By Gabriel Poblete
With the midterm elections right around the corner, Democrats are hoping to take back control of the U.S. House of Representatives – and even the U.S. Senate – but what that means for members of the all-Democratic Congressional Hispanic Caucus remains unclear. Hispanic representation in Congress has consistently gone up over the years, and while the number of Hispanic members of Congress is at an all-time high – 45 — their ability to influence legislation has not been reflected in their increasing numbers.
Observers say it is partially due to the overall lack of bipartisanship in Congress, and that has trickled down to the Congressional Hispanic Caucus itself, which started out as a bipartisan group but splintered off over political differences.
That political diversity has manifested in two Hispanic caucuses, the Democratic 31-member Congressional Hispanic Caucus, which boasts two senators; and the Congressional Hispanic Conference, with six GOP members.
Last year for instance, the Congressional Hispanic Caucus denied membership to South Florida Republican Congressman Carlos Curbelo, whose district includes portions of Miami.
Curbelo told SFMN that it sounded like Democrats seem to care more about the party than helping the Hispanic community. By rejecting him, Curbelo says, the Caucus sent the message that “Hispanics who are Republican or Independent don’t count,” adding, “If you really want to achieve these goals (of advancing the Latino community), you know the most likely way to do it is by working in a bipartisan manner. For either party to do this on their own is very difficult.”
Had the congressman been allowed to join, he says, the Caucus would have been able to claim bipartisan support for various issues.
The Congressional Hispanic Caucus was founded in December 1976 with a handful of then-trailblazers in Congress. Some of their previous successes have included pressuring several administrations to nominate Latinos for high-ranking positions in government and help propelling some of its members to higher positions in Congress.

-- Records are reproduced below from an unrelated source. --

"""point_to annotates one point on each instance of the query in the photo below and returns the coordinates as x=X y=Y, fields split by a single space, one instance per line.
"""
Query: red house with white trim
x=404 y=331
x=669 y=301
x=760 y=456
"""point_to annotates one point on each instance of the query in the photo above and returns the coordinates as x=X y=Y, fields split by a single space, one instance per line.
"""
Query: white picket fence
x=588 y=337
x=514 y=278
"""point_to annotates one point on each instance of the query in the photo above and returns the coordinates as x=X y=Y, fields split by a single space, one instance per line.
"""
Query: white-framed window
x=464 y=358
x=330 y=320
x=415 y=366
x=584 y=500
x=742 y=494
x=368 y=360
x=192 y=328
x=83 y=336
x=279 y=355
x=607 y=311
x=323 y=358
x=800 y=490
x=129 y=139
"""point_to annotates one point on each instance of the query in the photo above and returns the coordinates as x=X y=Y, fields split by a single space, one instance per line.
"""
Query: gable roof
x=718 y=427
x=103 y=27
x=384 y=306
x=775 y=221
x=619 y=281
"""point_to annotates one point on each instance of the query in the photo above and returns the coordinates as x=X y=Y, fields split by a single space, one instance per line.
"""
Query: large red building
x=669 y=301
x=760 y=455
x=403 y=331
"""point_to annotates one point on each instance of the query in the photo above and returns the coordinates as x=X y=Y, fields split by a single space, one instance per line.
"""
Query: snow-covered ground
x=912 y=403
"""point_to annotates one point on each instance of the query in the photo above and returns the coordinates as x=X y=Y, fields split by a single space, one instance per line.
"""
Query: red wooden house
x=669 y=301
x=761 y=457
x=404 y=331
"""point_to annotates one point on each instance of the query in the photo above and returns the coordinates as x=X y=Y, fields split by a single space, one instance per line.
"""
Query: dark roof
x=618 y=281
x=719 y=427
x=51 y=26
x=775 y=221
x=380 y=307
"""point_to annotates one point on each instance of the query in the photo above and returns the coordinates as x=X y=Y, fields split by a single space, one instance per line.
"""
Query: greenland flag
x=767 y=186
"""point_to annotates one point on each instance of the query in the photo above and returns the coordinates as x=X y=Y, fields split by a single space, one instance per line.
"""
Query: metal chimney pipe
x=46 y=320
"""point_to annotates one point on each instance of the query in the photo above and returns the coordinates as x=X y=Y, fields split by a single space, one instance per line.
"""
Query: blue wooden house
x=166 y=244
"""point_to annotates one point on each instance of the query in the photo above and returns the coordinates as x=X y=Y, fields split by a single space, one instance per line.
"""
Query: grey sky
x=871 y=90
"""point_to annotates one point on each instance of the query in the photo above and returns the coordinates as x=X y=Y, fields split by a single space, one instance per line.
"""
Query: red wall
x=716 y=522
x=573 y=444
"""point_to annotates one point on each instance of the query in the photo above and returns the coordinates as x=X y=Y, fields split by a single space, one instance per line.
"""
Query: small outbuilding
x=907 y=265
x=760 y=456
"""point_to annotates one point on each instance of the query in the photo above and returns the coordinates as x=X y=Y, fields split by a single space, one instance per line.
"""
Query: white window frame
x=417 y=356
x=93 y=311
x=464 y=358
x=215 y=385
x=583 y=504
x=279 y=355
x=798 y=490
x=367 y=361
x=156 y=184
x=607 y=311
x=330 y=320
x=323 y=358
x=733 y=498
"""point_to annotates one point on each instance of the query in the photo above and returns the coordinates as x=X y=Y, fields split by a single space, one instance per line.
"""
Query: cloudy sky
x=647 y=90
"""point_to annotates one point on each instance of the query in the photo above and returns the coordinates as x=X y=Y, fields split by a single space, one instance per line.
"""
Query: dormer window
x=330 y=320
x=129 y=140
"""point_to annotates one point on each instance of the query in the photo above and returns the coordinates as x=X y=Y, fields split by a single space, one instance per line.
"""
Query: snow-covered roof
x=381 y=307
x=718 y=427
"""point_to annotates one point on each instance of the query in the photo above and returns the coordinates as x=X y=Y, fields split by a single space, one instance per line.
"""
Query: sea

Even within individual political interests and party differences, the Caucus was able to work largely in a bipartisan matter until 1996, when one issue divided them: Cuba.
Then-Congressman Xavier Becerra, a Democrat from California who at the time was running for chair of the Caucus, traveled to the island. Florida Republicans Ileana Ros-Lehtinen and then-Congressman Lincoln Díaz-Balart — both Cuban Americans — left the Caucus, saying they couldn’t forgive his meeting with Cuban leader Fidel Castro while failing to meet with dissidents on the island. Out of that rift would eventually rise the all-Republican Congressional Hispanic Conference in 2003.
Another minority-led congressional group, the Congressional Black Caucus served as a model for the Congressional Hispanic Caucus. Founded five years before the CHC, the CBC has been able to remain bipartisan and currently counts Utah Republican Mia Love as a member.
Nonetheless, some have said the CBC has lost its influence and its ability to connect with the Black community nationwide because the overwhelming number of members are of one party.
Theodore Johnson, a Senior Fellow at the Brennan Center for Justice and a professor at Georgetown University’s McCourt School of Public Policy, told the SFMN, “A partisan agenda places the party above the minority population the Caucus was created to serve. Certainly, it could be true that one party has the better ideas and so the Caucus becomes effectively partisan by championing those ideas. But when party is the primary concern, it is inherently limiting.”
The CHC has another vexing issue going into the next congressional session: differences within its own membership.
With the expected arrival of Alexandria Ocasio-Cortez of New York, who’s at the vanguard of the rising progressive left after defeating long-time incumbent Congressman Joe Crowley in the primaries earlier this year, moderate Hispanic Democrats could find themselves at odds with her style and tactics.
Washington political consultant Melissa Díaz, said that even with more members, the Congressional Hispanic Caucus will still need to operate within the party, which could still continue to be more politically mainstream.
“They’re [Hispanic members] going to be influential, but they have to take into account the partisan realities in Congress and try to maneuver those in order to make sure they have successful policies in place.”
Congressional Hispanic Caucus members, including Florida freshman Darren Soto, said the Caucus nonetheless is an important tool, allowing members to gather and send a collective message that highlights issues of interest to Latinos nationwide.
“Our Caucus allows me to have a much bigger voice by either joining in unison or leading the fight on issues affecting our nation,” Soto said to SFMN.